By David Hart
If there’s nothing more thrilling than watching a trout inhale a dry fly, there’s nothing more frustrating than watching a dry fly drift across the water untouched.
The good news is that a trout is almost always willing to eat. They just won’t eat a bug on the surface. That’s why every trout angler should keep a box filled with nymphs. More important, they should be willing to use them. There’s no better way to become proficient at nymphing than by doing it. And there’s no better time to fish a nymph than during the warmer months when the fish are most active.
It’s understandable why so many fishermen shy away from nymphs. There’s no dramatic rise of fish inhaling a dry fly. Worse, they can be somewhat difficult to fish. You not only can’t see the take, you can’t feel it, either.
Watch Your Bobber
A strike indicator takes care of that. They are nothing more than what most fishermen call a bobber and come in a variety of sizes and materials. What you use is less important than actually using one. When the indicator goes down, set the hook. It’s not quite that simple, of course.
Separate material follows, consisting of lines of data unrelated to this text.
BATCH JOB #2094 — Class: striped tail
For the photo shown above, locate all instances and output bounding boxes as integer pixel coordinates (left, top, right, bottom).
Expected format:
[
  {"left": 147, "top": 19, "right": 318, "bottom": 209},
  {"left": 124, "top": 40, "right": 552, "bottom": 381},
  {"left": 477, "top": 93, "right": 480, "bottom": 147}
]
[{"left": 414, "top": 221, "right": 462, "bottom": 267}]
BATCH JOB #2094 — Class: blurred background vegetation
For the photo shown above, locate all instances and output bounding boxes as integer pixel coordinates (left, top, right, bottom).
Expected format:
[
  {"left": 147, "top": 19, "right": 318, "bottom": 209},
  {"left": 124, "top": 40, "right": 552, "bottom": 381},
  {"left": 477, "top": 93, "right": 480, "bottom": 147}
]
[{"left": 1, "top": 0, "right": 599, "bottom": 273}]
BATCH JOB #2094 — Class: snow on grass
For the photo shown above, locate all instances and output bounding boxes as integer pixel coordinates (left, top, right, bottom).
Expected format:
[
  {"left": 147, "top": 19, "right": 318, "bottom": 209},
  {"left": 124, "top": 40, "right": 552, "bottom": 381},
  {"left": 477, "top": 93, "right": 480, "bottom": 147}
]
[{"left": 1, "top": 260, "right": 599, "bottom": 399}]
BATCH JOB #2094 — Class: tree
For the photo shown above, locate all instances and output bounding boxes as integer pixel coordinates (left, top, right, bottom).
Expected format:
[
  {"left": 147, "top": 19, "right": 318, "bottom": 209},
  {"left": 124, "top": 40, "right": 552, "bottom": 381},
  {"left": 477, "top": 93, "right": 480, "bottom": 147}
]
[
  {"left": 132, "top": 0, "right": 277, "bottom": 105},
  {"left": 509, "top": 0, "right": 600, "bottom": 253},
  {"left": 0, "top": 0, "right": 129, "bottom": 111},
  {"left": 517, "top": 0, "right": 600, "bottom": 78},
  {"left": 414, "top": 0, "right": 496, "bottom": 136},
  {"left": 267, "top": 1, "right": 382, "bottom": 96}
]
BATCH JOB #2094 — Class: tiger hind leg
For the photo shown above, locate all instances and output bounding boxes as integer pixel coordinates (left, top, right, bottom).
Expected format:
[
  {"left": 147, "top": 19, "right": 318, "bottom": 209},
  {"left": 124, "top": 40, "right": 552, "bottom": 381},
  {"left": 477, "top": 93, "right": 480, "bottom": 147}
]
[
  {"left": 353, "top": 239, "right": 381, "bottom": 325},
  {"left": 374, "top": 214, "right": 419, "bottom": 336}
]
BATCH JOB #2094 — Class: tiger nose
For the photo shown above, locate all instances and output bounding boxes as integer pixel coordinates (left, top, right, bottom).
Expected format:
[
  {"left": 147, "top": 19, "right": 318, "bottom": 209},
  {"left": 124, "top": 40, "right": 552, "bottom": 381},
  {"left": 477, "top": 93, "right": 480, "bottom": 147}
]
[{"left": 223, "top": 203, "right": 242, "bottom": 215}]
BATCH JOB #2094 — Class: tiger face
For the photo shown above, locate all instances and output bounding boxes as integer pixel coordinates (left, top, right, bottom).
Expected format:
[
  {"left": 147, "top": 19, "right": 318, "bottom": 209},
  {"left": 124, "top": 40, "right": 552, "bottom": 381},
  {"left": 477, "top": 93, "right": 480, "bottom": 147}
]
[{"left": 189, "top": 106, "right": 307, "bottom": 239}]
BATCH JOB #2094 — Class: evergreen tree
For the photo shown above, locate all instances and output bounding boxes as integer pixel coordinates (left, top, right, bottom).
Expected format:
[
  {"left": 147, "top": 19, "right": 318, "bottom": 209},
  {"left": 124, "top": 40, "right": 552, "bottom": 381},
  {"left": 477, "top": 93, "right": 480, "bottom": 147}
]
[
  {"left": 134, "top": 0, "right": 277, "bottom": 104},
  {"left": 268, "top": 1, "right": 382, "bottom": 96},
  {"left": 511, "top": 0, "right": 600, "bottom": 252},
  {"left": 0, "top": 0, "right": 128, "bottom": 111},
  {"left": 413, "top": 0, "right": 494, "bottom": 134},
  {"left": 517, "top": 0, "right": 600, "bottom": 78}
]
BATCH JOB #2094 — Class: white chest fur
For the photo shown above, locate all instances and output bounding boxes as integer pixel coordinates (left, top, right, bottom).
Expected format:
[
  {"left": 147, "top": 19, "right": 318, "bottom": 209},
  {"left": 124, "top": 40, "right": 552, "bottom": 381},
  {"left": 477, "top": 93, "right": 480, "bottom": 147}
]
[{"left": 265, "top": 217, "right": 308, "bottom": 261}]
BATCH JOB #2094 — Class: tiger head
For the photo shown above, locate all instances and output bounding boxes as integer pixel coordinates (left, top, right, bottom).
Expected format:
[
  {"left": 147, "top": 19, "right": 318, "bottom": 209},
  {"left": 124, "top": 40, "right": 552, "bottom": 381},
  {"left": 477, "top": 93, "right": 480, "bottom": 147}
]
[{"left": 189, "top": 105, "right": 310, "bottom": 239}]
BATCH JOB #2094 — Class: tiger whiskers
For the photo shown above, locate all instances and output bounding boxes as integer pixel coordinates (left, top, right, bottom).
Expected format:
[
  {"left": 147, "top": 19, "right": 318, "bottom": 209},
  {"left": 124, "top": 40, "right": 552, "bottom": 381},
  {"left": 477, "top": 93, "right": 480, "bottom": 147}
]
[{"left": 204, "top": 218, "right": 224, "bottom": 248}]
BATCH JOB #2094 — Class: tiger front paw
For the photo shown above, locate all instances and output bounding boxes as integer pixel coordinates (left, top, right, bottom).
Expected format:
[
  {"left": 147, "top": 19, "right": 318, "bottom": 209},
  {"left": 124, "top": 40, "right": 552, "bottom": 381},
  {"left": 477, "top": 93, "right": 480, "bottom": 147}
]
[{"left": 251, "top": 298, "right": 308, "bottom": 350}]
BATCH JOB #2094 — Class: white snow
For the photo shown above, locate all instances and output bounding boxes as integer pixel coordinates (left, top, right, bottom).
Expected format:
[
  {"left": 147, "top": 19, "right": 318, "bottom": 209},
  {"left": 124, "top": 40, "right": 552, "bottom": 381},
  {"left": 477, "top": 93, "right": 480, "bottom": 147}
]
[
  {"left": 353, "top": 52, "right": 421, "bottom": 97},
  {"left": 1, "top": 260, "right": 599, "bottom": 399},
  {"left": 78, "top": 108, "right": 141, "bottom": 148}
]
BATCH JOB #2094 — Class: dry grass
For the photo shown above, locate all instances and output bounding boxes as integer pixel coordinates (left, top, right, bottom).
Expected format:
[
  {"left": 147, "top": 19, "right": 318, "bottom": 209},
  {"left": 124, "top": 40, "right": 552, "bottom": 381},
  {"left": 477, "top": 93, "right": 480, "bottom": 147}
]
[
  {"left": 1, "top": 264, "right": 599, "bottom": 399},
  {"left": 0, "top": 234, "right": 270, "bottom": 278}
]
Swirling currents and bouncing riffles can pull the indicator under for a brief second, creating the illusion of a strike. Set the hook. Any time you think a fish might have taken your fly, set the hook with a sharp, upward snap of your rod tip. Do it enough and you’ll eventually learn the difference between a false alarm and an actual strike.
Any Nymph Will Do
Just as dry flies come in a variety of patterns, nymphs cover an equally wide spectrum of styles, colors and sizes. All them work, but a few tend to work more often than not of the time. Attractors like copper johns, hare’s ears and pheasant tails are great choices when you don’t know what to use. They work all over the country and in just about every situation. In fact, worry less about the specific pattern and more about how you fish the nymph. Just as trout won’t always come up to take a fly off the surface, they may not be willing to rise, fall or move sideways to take a nymph. That means you have to put it right in front of them.
That can be difficult in deeper or faster water, so either use a nymph with a bead head or attach a tiny split shot to the line a few inches above the fly to get it down deep. Adjust the depth of the strike indicator to match the depth of the water. Trout often stay close to the bottom, so keep your fly down near the bottom, as well. That’s important.
Don’t just make a single drift through a good-looking hole. Make multiple casts to the same pool or run, shifting your drift a few inches left or right each time. Cast well above where you expect trout to hold—it takes a few seconds for the nymph to fall—and pay close attention to your strike indicator as it drifts with the current.
If you haven’t caught a fish in 15 or 20 minutes, try a different pattern at a variety of depths. Eventually, you’ll hit the right combination. Once you start catching fish, you may never go back to a dry fly again.